Evidence for false memories
Human memory is created and highly suggestible, and can create a wide variety of innocuous, embarrassing, and frightening memories through different techniques—including guided imagery, hypnosis, and suggestion by others. Though not all individuals exposed to these techniques develop memories, experiments suggest a significant number of people do, and will actively defend the existence of the events, even if told they were false and deliberately implanted. Questions about the possibility of false memories created an explosion of interest in suggestibility of human memory and resulted in an enormous increase in the knowledge about how memories are encoded, stored and recalled, producing pioneering experiments such as the lost in the mall technique.[19] In Roediger and McDermott’s (1995) experiment, subjects were presented with a list of related items (such as candy, sugar, honey) to study. When asked to recall the list, participants were just as, if not more, likely to recall semantically related words (such as sweet) than items that were actually studied, thus creating false memories.[20] This experiment, though widely replicated, remains controversial due to debate considering that people may store semantically related items from a word list conceptually rather than as language, which could account for errors in recollection of words without the creation of false memories. Susan Clancy discovered that people claiming to have been victims of alien abductions are more likely to recall semantically related words than a control group in such an experiment.[21]
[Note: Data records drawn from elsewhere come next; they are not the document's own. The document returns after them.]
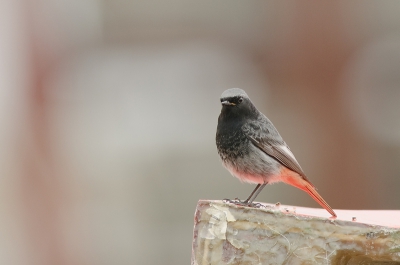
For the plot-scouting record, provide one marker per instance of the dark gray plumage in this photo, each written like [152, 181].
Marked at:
[252, 149]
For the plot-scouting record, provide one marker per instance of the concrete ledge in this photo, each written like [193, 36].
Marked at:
[225, 233]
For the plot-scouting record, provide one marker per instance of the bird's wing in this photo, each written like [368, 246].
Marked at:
[271, 143]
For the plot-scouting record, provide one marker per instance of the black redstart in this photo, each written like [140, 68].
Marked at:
[253, 151]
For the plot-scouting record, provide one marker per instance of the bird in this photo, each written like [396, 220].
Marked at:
[252, 149]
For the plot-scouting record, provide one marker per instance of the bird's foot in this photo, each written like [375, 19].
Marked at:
[245, 203]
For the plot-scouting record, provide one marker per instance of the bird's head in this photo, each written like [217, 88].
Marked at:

The lost in the mall technique is a research method designed to implant a false memory of being lost in a shopping mall as a child to test whether discussing a false event could produce a “memory” of an event that did not happen. In her initial study, Elizabeth Loftus found that 25% of subjects came to develop a “memory” for the event which had never actually taken place.[22] Extensions and variations of the lost in the mall technique found that an average of one third of experimental subjects could become convinced that they experienced things in childhood that had never really occurred—even highly traumatic, and impossible events.[23]
Experimental researchers have demonstrated that memory cells in the hippocampus of mice can be modified to artificially create false memories.[24][25]
Court cases
Sexual abuse cases
The question of the accuracy and dependability of a repressed memory that someone has later recalled has contributed to some investigations and court cases, including cases of alleged sexual abuse or child sexual abuse (CSA).[26][27][28] The research of Elizabeth Loftus has been used to counter claims of recovered memory in court[22] and it has resulted in stricter requirements for the use of recovered memories being used in trials, as well as a greater requirement for corroborating evidence. In addition, some U.S. states no longer allow prosecution based on recovered memory testimony. Insurance companies have become reluctant to insure therapists against malpractice suits relating to recovered memories.[22][29][30]
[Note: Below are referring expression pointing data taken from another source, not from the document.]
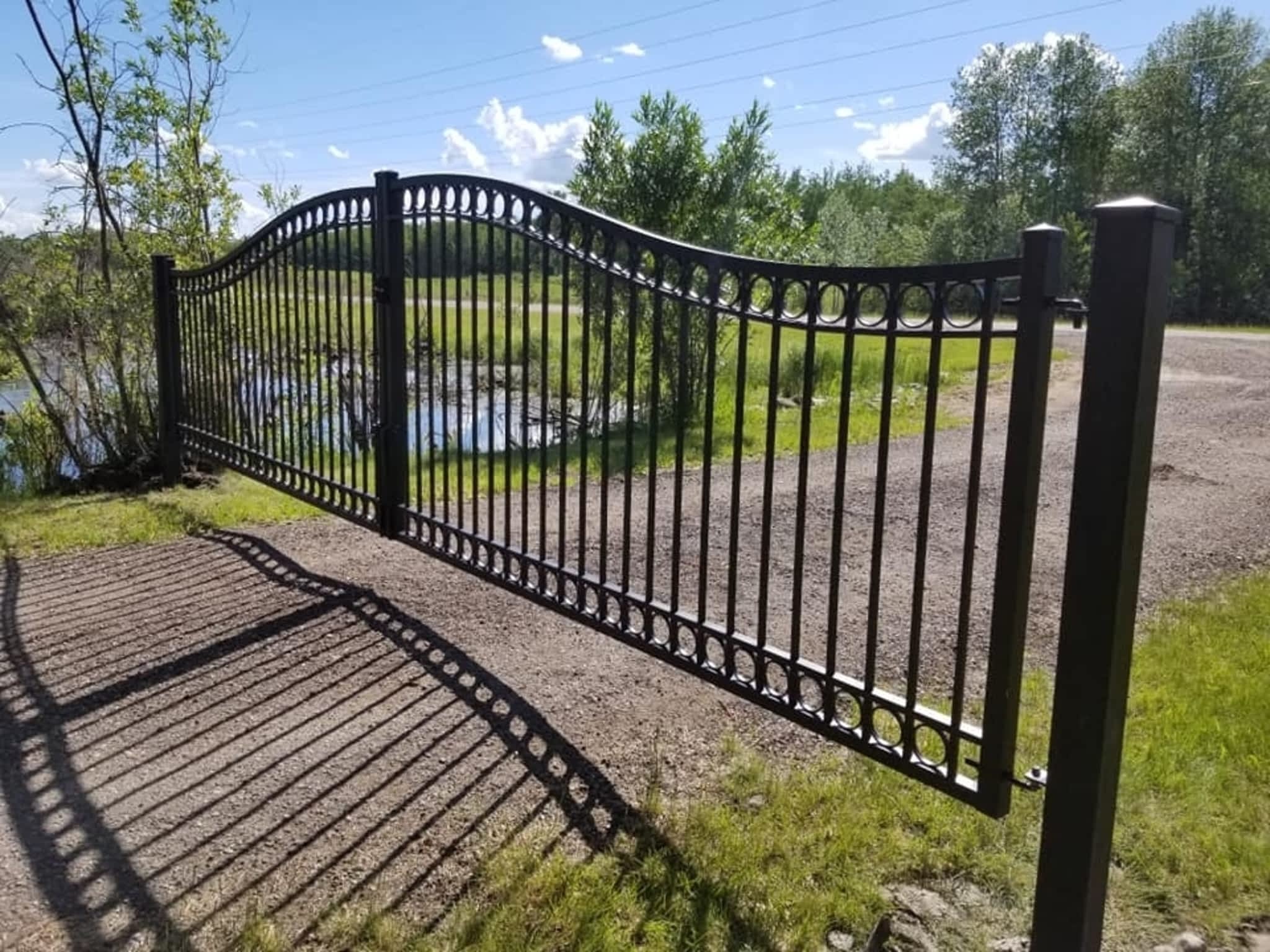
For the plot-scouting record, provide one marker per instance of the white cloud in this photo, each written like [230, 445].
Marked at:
[545, 152]
[16, 221]
[562, 50]
[251, 216]
[910, 139]
[60, 173]
[461, 150]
Supporters of recovered memories believe that there is “overwhelming evidence that the mind is capable of repressing traumatic memories of child sexual abuse.”[31] Whitfield states that the “false memory” defense is “seemingly sophisticated, but mostly contrived and often erroneous.” He states that this defense has been created by “accused, convicted and self-confessed child molesters and their advocates” to try to “negate their abusive, criminal behavior.”[32] Brown states that when pro-false memory expert witnesses and attorneys state there is no causal connection between CSA and adult psychopathology, that CSA doesn’t cause specific trauma-related problems like borderline and dissociative identity disorder, that other variables than CSA can explain the variance of adult psychopathology and that the long-term effects of CSA are non-specific and general, that this testimony is inaccurate and has the potential of misleading juries.[33]